LFPs recorded from monkeys F and L during 278 and 194 trials of a cued-reaching task, respectively. (a) The task required the monkey to place its hand on a startpad and wait for a variable 1–1.5 s. After the presentation of a cue/target (blue circle) in a random location, the monkey reached out and touched the cue/target (green) and received a reward. (b), (c) For monkeys F and L, respectively, color plots show spectral modulation triggered to the time of cue presentation (left), the time when the hand left the startpad (middle), and the time when the target was touched (right) relative to the variable baseline. Synchronization relative to baseline was colored yellow/red and desynchronization was colored blue.

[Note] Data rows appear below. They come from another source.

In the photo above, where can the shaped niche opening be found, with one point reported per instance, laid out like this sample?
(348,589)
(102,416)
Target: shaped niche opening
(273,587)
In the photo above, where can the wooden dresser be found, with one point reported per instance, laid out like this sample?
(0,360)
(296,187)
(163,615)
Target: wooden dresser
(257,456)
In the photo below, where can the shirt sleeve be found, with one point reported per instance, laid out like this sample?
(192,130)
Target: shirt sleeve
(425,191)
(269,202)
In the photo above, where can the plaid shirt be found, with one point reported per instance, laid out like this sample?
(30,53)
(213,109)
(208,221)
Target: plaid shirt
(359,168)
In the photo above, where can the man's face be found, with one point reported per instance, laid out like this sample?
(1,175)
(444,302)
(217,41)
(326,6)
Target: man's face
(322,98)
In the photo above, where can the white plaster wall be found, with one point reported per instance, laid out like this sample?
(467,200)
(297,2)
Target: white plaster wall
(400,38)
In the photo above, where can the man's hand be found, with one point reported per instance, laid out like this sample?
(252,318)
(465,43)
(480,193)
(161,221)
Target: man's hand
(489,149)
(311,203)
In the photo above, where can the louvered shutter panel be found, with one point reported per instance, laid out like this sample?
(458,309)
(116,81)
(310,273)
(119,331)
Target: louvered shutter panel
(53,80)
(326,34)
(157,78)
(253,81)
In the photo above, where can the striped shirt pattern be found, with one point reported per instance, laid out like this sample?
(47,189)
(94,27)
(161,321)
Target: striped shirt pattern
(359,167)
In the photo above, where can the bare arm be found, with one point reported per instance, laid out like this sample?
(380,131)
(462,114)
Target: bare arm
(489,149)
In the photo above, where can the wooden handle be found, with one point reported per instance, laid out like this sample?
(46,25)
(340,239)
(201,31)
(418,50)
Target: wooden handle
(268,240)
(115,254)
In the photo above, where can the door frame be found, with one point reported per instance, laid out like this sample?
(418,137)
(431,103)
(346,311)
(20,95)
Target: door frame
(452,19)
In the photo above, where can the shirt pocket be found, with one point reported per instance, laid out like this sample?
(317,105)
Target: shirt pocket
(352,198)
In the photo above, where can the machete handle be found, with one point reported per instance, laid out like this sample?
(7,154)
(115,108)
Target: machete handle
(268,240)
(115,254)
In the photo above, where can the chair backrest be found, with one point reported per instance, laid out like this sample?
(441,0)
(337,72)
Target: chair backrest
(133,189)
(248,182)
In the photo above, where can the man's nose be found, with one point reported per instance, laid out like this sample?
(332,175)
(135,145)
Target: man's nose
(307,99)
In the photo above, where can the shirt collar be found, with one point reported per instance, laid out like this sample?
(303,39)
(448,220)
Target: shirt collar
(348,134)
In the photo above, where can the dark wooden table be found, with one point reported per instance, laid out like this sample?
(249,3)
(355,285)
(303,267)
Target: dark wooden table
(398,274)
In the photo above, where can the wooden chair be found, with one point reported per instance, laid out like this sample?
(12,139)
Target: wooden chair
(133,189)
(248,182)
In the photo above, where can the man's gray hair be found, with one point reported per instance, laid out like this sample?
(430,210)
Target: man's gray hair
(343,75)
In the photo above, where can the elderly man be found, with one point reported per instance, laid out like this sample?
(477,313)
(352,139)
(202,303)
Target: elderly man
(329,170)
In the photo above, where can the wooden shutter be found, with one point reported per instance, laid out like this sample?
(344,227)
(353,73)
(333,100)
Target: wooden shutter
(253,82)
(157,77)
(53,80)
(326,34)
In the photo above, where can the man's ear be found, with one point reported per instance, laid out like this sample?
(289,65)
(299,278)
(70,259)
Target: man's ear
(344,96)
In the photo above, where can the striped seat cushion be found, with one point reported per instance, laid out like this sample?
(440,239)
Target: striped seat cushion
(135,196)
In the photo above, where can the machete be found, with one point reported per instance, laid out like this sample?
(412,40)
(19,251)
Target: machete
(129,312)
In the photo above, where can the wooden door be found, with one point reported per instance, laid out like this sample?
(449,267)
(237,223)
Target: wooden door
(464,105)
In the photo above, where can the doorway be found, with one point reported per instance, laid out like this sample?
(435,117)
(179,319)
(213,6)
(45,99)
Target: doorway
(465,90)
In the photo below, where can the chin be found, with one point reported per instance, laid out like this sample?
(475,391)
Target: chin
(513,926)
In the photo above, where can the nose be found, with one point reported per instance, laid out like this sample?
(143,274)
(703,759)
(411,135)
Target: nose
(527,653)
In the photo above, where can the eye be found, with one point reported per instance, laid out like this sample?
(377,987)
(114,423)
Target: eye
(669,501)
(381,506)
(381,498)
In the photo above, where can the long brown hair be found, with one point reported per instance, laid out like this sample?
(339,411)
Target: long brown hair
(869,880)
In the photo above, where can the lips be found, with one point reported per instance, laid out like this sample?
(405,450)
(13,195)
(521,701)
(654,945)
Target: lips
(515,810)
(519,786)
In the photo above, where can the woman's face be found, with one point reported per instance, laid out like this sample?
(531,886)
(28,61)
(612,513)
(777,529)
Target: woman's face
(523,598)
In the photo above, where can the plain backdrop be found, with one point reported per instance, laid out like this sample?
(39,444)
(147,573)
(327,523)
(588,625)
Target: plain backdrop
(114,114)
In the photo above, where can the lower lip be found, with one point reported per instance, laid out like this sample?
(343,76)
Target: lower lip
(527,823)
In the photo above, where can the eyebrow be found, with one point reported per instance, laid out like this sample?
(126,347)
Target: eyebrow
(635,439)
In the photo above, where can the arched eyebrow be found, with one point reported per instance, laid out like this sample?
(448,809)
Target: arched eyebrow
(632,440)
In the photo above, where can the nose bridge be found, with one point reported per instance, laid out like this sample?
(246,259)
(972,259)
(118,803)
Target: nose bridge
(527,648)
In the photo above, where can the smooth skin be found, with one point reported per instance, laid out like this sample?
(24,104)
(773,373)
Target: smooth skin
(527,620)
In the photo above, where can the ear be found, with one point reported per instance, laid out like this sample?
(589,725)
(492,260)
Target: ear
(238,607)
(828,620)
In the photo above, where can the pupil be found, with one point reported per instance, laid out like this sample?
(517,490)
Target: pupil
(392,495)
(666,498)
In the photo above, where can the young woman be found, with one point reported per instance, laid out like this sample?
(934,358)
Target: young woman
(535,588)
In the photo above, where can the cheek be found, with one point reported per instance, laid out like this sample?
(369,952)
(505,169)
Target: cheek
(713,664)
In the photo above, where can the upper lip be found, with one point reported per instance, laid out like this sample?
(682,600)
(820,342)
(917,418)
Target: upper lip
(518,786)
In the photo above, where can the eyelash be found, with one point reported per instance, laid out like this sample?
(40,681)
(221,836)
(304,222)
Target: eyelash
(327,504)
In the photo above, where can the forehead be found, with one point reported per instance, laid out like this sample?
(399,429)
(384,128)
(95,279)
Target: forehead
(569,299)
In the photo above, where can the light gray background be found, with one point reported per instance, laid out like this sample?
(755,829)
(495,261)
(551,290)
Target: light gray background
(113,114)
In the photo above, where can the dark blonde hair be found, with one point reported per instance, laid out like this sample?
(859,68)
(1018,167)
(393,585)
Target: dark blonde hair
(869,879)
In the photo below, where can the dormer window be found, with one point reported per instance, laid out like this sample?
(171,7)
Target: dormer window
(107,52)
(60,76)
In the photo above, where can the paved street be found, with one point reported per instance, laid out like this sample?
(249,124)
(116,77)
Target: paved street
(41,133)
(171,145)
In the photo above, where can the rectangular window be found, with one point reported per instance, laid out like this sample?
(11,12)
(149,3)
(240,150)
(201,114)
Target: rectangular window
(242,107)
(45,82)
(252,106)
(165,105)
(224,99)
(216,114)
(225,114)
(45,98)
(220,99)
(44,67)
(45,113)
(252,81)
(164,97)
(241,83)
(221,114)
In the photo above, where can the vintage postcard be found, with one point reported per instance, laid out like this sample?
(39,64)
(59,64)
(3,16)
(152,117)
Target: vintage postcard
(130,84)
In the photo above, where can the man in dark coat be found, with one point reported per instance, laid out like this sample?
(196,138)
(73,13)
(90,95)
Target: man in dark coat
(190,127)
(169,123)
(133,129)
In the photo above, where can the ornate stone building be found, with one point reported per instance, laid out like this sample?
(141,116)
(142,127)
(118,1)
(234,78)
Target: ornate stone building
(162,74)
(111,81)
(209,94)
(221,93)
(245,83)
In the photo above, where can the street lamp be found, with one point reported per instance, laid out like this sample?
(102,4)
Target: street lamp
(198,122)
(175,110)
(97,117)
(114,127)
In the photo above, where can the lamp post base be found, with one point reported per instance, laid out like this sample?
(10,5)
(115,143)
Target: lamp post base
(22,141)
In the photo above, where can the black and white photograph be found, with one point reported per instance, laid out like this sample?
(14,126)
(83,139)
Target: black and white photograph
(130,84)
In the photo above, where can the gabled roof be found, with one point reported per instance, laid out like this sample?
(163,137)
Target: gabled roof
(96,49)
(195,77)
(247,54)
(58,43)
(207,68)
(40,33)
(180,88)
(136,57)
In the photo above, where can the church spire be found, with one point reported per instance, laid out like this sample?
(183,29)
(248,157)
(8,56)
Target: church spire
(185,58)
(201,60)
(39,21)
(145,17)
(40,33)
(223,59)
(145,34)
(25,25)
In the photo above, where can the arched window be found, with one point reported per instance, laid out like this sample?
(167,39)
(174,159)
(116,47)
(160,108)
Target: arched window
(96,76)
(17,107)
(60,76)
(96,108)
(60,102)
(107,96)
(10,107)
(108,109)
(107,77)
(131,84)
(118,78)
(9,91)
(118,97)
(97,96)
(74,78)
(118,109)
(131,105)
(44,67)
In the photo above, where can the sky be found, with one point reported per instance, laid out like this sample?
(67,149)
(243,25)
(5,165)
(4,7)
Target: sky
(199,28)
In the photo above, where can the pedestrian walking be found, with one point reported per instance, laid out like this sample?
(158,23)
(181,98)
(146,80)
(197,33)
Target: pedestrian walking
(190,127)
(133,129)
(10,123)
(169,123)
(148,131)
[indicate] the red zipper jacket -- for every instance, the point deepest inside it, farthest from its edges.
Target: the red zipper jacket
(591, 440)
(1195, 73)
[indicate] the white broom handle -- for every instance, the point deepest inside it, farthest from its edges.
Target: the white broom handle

Black outlined regions show time–frequency clusters that were significantly different from a bootstrapped population.

Figure 7

LFPs recorded from monkey F STN1-STN3 during monopolar stimulation through STN2 at rest. (a) Spectrogram of the LFP with stimulation off, during stimulation at increasing amplitudes (black bars), and during washout times. (b) The blue trace shows beta power (10–20 Hz) normalized by the power at rest before stimulation, and the red trace is the normalized beta power smoothed with a 5 s window. (c) PSD at baseline (black) and during stimulation at increasing amplitudes (colors) showed a spectral peak in the beta band (10–20 Hz) and a stimulation artifact at 25 Hz (arrow). (a)–(c) Data from a single day. (d) Boxplots of normalized beta power at increasing stimulation amplitudes recorded across four days. Asterisks (^*) indicate conditions significantly different from stimulation off (0 V), as determined by an ANOVA and Tukey post-hoc test based on ranks. (e) Boxplots of normalized beta power during the 10 s washout period immediately following stimulation at increasing amplitudes.